By David Mazzucchelli
I recently joined City Library in London and it has been a treasure trove of new books that I wouldn’t normally get my hands on, and this has been one of them. This huge hardcover (344 pages – it was a heavy book to bring back home from the centre of town) from 2009 is the first in what will be quite a selection of the impressive catalogue.
This multi-award-winning book from Mazzucchelli (there’s a lovely quote on the back: ‘David Mazzucchelli has been making comics his whole life. This is his first graphic novel’) is a very impressive debut from a creator I know only from Daredevil: Reborn and Batman: Year One. It is also what I think of when I hear the phrase ‘graphic novel’ – not just a term adopted by booksellers and the comic book industry to legitimise the medium, but a literary novel with a non-genre story about the human condition that happens to be represented in pictorial form. Everything about this book is an exact marriage of words and pictures to convey the story.

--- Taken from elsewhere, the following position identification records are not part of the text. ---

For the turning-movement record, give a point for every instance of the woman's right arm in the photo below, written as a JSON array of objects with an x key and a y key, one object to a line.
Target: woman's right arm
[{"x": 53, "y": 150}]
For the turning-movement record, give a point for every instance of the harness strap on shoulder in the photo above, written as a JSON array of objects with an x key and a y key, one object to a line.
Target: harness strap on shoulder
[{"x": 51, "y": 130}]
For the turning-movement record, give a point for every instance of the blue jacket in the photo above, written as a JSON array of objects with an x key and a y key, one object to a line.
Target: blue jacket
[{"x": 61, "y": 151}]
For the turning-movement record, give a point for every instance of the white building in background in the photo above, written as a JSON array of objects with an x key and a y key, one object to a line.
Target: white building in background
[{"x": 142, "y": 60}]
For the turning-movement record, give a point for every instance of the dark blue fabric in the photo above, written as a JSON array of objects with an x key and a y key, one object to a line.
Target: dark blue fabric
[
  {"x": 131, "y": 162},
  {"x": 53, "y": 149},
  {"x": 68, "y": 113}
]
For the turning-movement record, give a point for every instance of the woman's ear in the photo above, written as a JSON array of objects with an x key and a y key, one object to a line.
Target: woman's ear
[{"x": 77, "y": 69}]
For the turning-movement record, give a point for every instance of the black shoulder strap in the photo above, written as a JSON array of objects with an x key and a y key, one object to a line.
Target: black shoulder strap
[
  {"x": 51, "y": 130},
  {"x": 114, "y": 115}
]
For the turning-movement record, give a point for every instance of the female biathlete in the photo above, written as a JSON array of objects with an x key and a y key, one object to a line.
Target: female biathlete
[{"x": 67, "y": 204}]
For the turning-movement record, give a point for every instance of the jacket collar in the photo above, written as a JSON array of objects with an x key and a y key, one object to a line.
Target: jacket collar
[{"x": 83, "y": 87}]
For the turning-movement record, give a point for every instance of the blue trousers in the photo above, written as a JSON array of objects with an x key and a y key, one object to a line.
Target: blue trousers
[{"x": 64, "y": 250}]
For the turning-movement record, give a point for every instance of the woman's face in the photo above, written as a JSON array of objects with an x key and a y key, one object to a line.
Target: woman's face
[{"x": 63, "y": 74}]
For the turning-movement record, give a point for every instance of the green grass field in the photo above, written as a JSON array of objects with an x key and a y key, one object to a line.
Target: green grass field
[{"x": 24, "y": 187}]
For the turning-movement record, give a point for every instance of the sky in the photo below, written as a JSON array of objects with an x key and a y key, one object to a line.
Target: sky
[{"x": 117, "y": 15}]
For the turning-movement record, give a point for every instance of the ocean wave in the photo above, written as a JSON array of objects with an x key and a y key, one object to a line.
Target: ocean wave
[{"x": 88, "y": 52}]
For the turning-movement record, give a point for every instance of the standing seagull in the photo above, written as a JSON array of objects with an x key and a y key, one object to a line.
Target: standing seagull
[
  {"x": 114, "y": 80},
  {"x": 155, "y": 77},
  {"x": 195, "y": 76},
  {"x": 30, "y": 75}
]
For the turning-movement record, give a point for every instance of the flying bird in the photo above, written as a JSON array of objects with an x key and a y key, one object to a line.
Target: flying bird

Asterios Polyp is introduced to us at the age of 50 as his home burns down. He is a tenured professor of architecture, esteemed but whose designs have never been built. He was born an identical twin; his brother, Ignazio, died at birth and is the narrator of the story. Asterios is confident, superior, a philanderer and someone who doesn’t listen to anyone but himself. Having lost his home, he decides to take a train to nowhere and ends up working as a mechanic, even though he knows nothing about cars, in a small town called Apogee (‘the highest point in the development of something’, as the dictionary defines it). The story then flashes back to how he met his wife Hana, a sculpture teacher, and their life together and how Asterios ruined the marriage, with the modern story and the past intertwining, plus asides that take in Plato’s Symposium and architect theory.

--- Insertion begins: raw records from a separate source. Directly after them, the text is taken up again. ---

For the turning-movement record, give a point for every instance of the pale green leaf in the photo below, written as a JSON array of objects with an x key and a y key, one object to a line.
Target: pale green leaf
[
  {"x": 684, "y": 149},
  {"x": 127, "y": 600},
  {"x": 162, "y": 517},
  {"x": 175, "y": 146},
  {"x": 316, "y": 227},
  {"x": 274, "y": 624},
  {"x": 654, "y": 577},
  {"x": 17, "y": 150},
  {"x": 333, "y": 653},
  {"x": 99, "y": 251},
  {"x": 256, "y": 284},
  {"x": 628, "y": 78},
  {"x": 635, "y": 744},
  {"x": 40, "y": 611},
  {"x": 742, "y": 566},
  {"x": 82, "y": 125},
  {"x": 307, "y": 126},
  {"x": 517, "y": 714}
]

This feels like a novel in the way that it is small but addresses big things, it is full of characters that are beautifully sketched out (in both senses of the word – Mazzucchelli depicts each character in an individual and distinct style, such as the side profile bust-like look for Asterios, and he expresses their character through dialogue and artistic shape in a masterful way). He experiments with ways of telling his story and his philosophical asides, with big bold images or small details, key panels with no borders or sprawling across the page, changing the form of people from normal to sketchy to geometrical shapes to charcoal-like – it allows him to filter moments so much more expressively than prose can do on its own, giving a new dimension to storytelling that is the essence of sequential art.
The story itself is not the type of thing I’d normally go for but I like to expand my horizons and it had received glowing reviews, and my decision was rewarded with an excellent graphic novel. It has some unusual aspects, such as people having the sort of intellectual conversations that you only read in books or hear in plays (at least in my life, and I went to university), and there are some annoying characters, like Willy Ilium the choreographer who wants to collaborate with Hanna (he’s supposed to be annoying but that doesn’t help), and Asterios is not a particularly likeable person. However, after finishing the story, you feel like you’ve experienced something, which must be exactly what an author is trying to do with his or her work, and Mazzucchelli should be commended for a job well done.